2.2 Proses Penciptaan/Terbentuknya Manusia Dan Agama
2.2.1

Proses Penciptaan Manusia


Manusia dalam pandangan kebendaan (materialis), tidak lebih dari

kumpulan daging, darah, urat, tulang, urat-urat darah dan alat pencernaan. Akal
dan pikiran, dianggap barang atau benda, yang dihasilkan oleh otak. Pandangan
mereka hanya sampai benda, dan hanya mempercayai adanya benda-benda yang
dapat diraba. Maka oleh karena itu dalam anggapan mereka, tidak ada
keistimewaan manusia dibanding makhluk lain yang hidup di muka bumi ini
bahkan dimasukkannya ke dalam bangsa kera, yang setelah melalui masa panjang,
berubah menjadi manusia, yang dikenal dengan teori evolusi. Teori ini
berpendapat bahwa hayat berasal dari makhluk satu sel, yang berevolusi kedua

arah yaitu binatang dan tumbuhan. Evolusi ini berlangsung setingkat demi
setingkat membentuk sejuta jenis hewan dan sepertiga juta jenis tanaman.
Binatang satu sel sebagai awal evolusi, sedangkan manusia sebagai akhir evolusi.
Pandangan tersebut menimbulkan kesan seolah-olah manusia merupakan
makhluk yang rendah dan hina, sama dengan hewan-hewan, yang hidupnya hanya
untuk memenuhi keperluan dan kepuasan kebendaan semata. Pandangan hidup
semacam ini merupakan kesesatan (Daradjat, 1996: 44-45).
Dalam pandangan orang beriman, proses kejadian manusia didasarkan
pada Al-Quran dan As Sunnah yang terjadi dalam dua tahap yaitu tahap
primodial dan tahap biologis.
Asal-usul manusia dalam pandangan Islam tidak terlepas dari figur Adam
sebagai manusia pertama. Adam adalah manusia pertama yang diciptakan Allah
SWT di muka bumi dengan segala karakter kemanusiaannya. Figur Adam tidak
dilihat dari sisi fisik semata, tetapi yang lebih penting adalah bahwa Adam adalah
manusia sempurna lengkap dengan kebudayaannya, sehingga diangkat sebagai
khalifah di muka bumi. Manusia yang baru diciptakan Allah SWT itu (Adam)
memiliki intelegensi yang paling tinggi dibandingkan dengan makhluk Allah SWT
lainnya. Allah SWT menciptakan Adam sebagai manusia pertama yang memiliki
kemampuan akal yang sempurna sebagai manusia.
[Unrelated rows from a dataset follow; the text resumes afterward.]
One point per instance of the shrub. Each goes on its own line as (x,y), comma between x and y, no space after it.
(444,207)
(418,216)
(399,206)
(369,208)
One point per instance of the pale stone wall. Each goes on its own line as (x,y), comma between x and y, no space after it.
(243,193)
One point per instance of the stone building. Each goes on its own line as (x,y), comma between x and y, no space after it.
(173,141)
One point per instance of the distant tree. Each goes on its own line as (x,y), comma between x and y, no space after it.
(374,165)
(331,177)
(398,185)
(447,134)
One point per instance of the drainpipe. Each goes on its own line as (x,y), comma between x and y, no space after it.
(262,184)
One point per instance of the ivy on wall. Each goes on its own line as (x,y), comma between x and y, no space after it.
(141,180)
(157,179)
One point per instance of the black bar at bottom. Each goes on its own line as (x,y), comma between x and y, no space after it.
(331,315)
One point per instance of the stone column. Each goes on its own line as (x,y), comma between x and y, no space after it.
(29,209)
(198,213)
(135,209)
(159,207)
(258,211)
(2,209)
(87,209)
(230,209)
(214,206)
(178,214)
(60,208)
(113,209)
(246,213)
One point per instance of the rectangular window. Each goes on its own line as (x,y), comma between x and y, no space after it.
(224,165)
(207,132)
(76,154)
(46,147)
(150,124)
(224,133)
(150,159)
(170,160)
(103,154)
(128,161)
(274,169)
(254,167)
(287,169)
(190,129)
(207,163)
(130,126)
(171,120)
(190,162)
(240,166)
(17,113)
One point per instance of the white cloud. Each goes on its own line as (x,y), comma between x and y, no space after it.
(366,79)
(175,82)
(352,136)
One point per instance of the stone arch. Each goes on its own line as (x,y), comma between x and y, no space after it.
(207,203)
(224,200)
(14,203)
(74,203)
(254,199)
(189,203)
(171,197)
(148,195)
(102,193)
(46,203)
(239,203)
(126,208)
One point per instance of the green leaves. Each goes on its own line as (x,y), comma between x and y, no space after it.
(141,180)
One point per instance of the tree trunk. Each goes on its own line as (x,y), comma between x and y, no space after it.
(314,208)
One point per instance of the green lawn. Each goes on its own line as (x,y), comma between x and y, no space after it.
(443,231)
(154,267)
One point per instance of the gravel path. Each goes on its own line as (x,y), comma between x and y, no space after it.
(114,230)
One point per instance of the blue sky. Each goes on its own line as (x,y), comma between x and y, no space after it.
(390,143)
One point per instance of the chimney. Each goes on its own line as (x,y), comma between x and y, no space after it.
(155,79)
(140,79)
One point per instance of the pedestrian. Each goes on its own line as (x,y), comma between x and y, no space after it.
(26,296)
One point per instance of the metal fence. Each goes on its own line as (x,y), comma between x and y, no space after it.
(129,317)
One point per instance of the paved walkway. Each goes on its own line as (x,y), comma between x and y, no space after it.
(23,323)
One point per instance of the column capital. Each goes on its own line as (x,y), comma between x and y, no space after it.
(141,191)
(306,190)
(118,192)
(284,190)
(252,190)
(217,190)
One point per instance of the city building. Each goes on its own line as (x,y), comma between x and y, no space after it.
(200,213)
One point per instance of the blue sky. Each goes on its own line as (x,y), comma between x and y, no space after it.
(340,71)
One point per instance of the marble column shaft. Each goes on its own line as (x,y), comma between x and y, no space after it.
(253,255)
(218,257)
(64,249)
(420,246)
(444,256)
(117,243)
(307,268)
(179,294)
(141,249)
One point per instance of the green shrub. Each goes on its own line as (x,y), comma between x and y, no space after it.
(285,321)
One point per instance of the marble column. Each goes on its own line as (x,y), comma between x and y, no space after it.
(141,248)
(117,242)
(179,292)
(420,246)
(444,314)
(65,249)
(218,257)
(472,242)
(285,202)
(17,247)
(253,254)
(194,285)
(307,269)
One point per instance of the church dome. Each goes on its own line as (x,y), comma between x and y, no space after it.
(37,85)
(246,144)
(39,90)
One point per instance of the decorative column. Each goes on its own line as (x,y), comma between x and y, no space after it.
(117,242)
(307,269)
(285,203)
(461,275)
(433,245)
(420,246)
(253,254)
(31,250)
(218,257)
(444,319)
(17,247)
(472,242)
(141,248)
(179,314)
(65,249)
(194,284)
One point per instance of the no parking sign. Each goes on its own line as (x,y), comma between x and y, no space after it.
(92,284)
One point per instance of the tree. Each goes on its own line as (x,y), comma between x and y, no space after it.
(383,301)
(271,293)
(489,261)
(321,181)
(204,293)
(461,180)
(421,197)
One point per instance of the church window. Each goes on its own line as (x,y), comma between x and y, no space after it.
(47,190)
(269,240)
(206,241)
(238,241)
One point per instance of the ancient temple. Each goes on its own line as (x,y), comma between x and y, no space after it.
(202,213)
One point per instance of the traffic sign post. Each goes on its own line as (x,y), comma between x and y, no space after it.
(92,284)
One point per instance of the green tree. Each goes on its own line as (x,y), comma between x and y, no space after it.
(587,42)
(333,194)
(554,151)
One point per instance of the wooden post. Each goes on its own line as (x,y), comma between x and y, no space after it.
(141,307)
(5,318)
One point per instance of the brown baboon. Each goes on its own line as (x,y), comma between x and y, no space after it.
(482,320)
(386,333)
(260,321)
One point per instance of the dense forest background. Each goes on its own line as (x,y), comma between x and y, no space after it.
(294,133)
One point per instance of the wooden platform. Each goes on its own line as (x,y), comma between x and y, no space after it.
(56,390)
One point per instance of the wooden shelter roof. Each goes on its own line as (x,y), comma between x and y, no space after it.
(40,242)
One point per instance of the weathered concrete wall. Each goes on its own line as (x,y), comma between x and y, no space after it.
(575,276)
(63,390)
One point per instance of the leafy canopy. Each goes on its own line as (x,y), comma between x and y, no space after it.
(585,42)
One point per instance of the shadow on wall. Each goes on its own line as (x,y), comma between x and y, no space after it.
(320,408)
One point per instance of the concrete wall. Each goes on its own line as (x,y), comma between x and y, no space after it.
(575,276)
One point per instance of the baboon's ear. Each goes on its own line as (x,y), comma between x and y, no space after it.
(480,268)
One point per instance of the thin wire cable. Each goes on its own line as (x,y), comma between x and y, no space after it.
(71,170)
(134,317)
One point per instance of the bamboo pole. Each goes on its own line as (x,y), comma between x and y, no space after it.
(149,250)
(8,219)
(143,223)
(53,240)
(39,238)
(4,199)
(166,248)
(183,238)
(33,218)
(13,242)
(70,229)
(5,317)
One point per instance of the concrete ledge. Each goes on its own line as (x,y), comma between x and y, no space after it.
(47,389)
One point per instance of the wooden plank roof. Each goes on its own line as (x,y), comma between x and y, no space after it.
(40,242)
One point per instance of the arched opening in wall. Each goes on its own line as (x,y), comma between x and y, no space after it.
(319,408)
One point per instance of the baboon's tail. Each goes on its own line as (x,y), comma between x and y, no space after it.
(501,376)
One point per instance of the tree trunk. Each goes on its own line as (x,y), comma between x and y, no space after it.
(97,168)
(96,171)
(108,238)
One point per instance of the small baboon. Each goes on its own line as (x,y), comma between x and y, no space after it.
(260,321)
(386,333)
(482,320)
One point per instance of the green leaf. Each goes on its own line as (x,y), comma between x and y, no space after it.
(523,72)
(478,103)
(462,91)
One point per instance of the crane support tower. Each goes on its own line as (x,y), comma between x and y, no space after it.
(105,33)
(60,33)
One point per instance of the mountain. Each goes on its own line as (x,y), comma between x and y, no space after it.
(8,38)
Karena itu dapat dikatakan
bahwa Adam adalah manusia pertama yang memiliki nilai-nilai kemanusiaan yang
dengan itu manusia membentuk kebudayaannya. Dalam hal ini penciptaan Adam
oleh Allah SWT merupakan tahap primordial.
Penciptaan manusia secara fisik pada kejadian selanjutnya melalui proses
atau tahap biologis yaitu pencampuran bahan dari laki-laki dan perempuan yang
jika masuk ke dalam rahim terjadi proses kreatif, tahap demi tahap membentuk
wujud manusia sebagaimana firman Allah SWT yang berbunyi Dan
sesungguhnya Kami telah menciptakan manusia dari suatu saripati (berasal) dari
tanah (QS.Al-Mukminun,23:12).
Tahap pertama manusia dibuat dari saripati tanah melalui makanan yang
dimakan oleh laki-laki dan perempuan dan sebagian dari inti zat yang dimakan
menjadi bahan sperma (air mani), bahan awal terciptanya manusia. Unsur-unsur

yang menyusun tubuh manusia menurut penelitian ditemukan pada jenis-jenis


tanah. Kemudian Allah SWT juga berfirman bahwa Kemudian Kami jadikan
saripati itu air mani (yang disimpan) dalam tempat yang kokoh (rahim) (QS AlMukminun, 23:13).
Nutfah adalah tetesan cairan yang mengandung gamet pria dan gamet
wanita yang kemudian tersimpan di dalam rahim (qarain makin), atau uterus yaitu
suatu wadah yang ideal untuk perkembangan embrio. Sebagaimana firman Allah
SWT yang tertera dalam QS.al-Mukminun,23:14 yang berbunyi Kemudian air
mani itu Kami jadikan segumpal darah, lalu segumpal darah kami jadikan
segumpal daging, dan segumpal daging itu Kami jadikan tulang belulang, lalu
tulang-belulang itu Kami bungkus dengan daging. Kemudian Kami jadikan ia
makhluk yang (berbentuk) lain. Maha Sucilah Allah, Pencipta yang Paling Baik.
Alaqah adalah embrio yang berumur 24-25 hari yang berubah menjadi
stadium mudghah (26-27 hari). Kemudian masuk ke stadium tulang (Idzam),
yaitu cikal tulang rangka yang berbentuk dalam stadium mudzghah (25-40 hari)
berubah menjadi tulang rawan, setelah itu embrio berada dalam stadium tulang
(idzam). Dalam stadium ini berbagai organ benda dalam posisi baru yang
berhubungan dengan pertumbuhan tulang/rangka.
Setelah itu embrio masuk ke dalam stadium dibungkus daging
(fakasaunal idzama lahma), artinya setelah tulang dibentuk lalu diikuti oleh
pembentukan daging yang meliputi tulang-tulang tersebut. Pada minggu ke-8
embrio menjadi fetus pembentukan otot-otot. Dalam minggu ke-12 terjadi
assifikasi pada pusat-pusat pertulangan anggota badan berdifferensiasi dan
terbentuk kuku pada jari kaki dan tangan. Disamping pertumbuhan macammacam struktur organ, masing-masing organ juga mengalami pertumbuhan
bersama-sama dengan pertumbuhan badan. Sebagaimana firman Allah SWT
Kemudian Dia menjadikan keturunannya dari saripati air yang hina (air mani).
Kemudian Dia menyempurnakan dan meniupkan ke dalam (tubuh)nya roh
(ciptaan)-Nya dan Dia menjadikan bagi kamu pendengaran, penglihatan dan hati
(tetapi) kamu sedikit sekali bersyukur.QS.As-Sajdah,32:8-9.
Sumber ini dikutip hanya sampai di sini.